Programming Collective Intelligence is an excellent book for learning these sort of things. First chapter is a recommendation engine! :)
I did something very similar in the past except I used Cosine Similarity (http://en.wikipedia.org/wiki/Cosine_similarity). It allowed me to give each tag a "weight" and when comparing the tag clouds, I would zero out any that aren't found. It works really really well.
Good stuff, and a nice writeup/explanation!
To impudently hijack the thread: for a very similar approach (jaccard similarity coefficient, ruby) which has a nice abstracted implementation for background workers, take a look at David Celis 'recommendable' - here's him introducing the same system: http://davidcel.is/blog/2012/02/07/collaborative-filtering-w... and the gem itself: http://davidcel.is/recommendable/ I believe it's been discussed on HN before.
Redis is used to store the binary votes, and to compute similarity coefficients. Since redis is very good with set operations (intersections on multi-million-member sets (and more) are crazy fast), it's quite the natural choice for the db backend.

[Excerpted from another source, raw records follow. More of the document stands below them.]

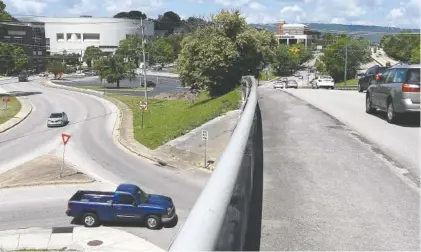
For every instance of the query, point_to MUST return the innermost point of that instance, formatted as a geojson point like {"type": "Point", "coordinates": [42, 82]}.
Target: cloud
{"type": "Point", "coordinates": [293, 14]}
{"type": "Point", "coordinates": [29, 6]}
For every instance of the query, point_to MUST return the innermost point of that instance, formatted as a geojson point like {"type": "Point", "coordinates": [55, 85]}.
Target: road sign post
{"type": "Point", "coordinates": [65, 138]}
{"type": "Point", "coordinates": [143, 107]}
{"type": "Point", "coordinates": [205, 136]}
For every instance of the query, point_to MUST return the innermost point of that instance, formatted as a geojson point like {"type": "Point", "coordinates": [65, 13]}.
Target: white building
{"type": "Point", "coordinates": [74, 35]}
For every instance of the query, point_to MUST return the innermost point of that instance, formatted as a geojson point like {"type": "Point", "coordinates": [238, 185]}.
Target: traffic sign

One of the cases where a NoSQL solution seems to be the right tool for the job, as a matter of fact!
I've used recommendable (incl. in production code) in the past, it works very well, is reliable, robust, and easily hackable for whatever needs. (e.g. it's meant to integrate with Rails, but it's quite simple to make it work on barebones ruby, with (e.g.) Sinatra as a lightweight web app exposing vote functionality, and so on.)
You may use Levenshtein Distance to get better results by taking word variations into account.

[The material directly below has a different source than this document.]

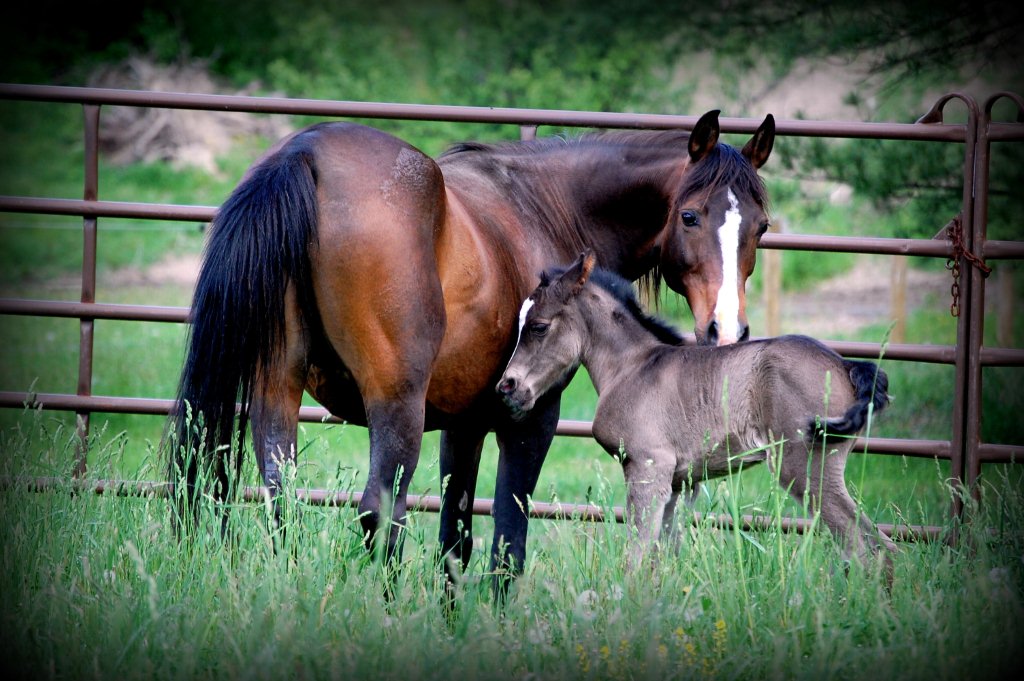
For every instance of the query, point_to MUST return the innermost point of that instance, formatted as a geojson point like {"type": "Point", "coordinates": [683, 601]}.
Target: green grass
{"type": "Point", "coordinates": [99, 587]}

And also you can enhance it by using semantic similarity scores for strings.
Here is a cool approach to the subject by Linked In. http://engineering.linkedin.com/open-source/cleo-open-source...
Here is my HN-obligatory, self-written golang version: https://github.com/jamra/gocleo
I went with this author's approach to use Jaccard to rank the results, however, I like this approach better: https://neil.fraser.name/writing/patch/ They basically take the distance to the beginning of the text into account.

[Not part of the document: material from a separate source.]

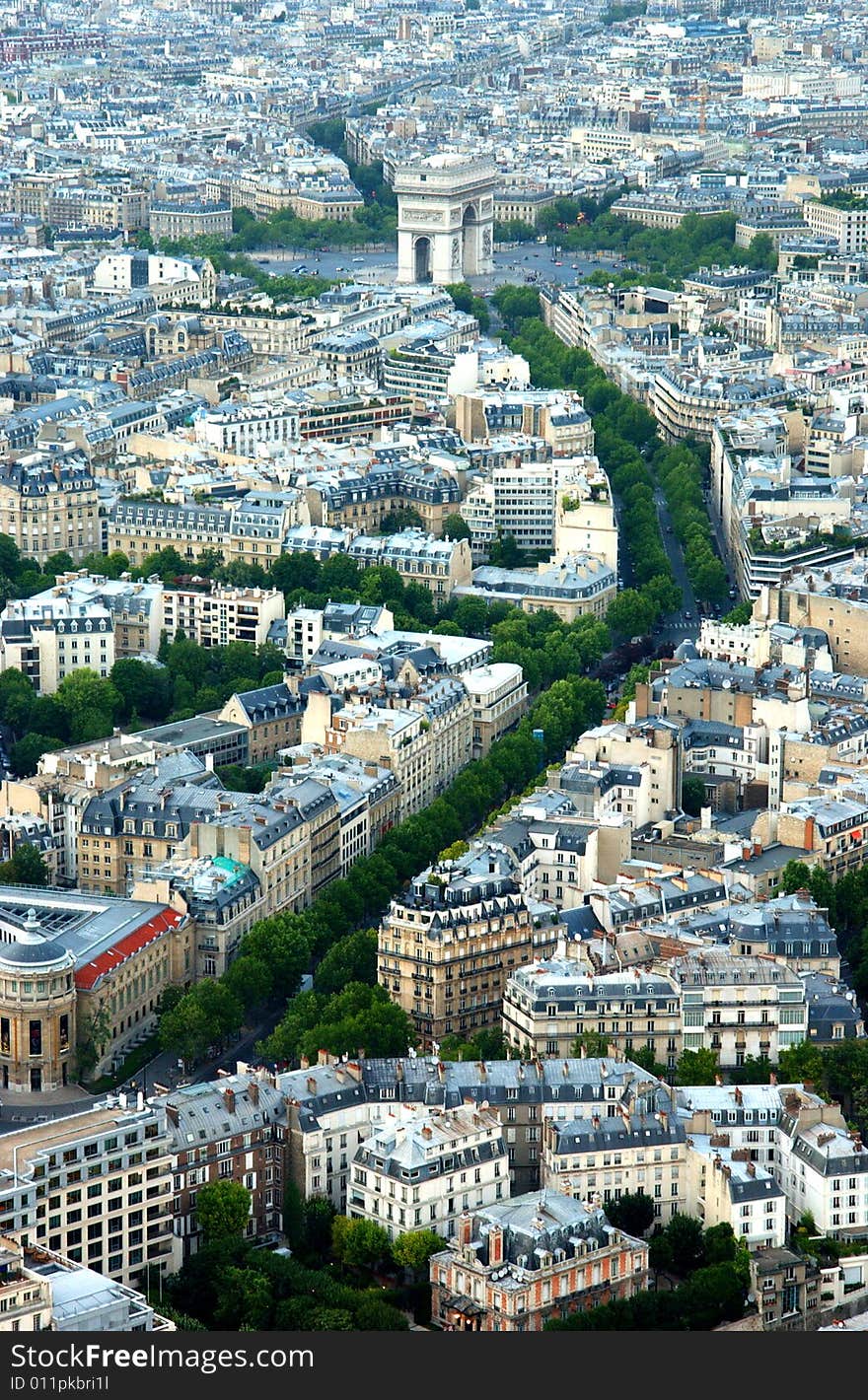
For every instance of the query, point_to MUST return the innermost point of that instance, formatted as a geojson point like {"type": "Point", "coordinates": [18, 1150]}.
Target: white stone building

I recommend reading http://nlp.stanford.edu/IR-book/ on this topic.
if you want something that scales better use minhash. You get a similarity that is approx jaccard but with a lower footprint memory and cpu wise.
How well does this perform compared to your postgreSQL example?
Also - We are looking for a Ruby / Backbone.js developer drop me an email josh@seriousfox.co.uk :)
for an approach using neo4j, check out cadet! (my project) cadet is more just a jruby wrapper around neo4j, but one can use it to interact with neo4j (and thus come up with recommendations without touching a line of java, or even cypher )
still in progress, and id love any input! http://github.com/karabijavad/cadet
I remember seeing a nice little system that involved taking the square root of something, but I can't remember what it was. Anybody know it?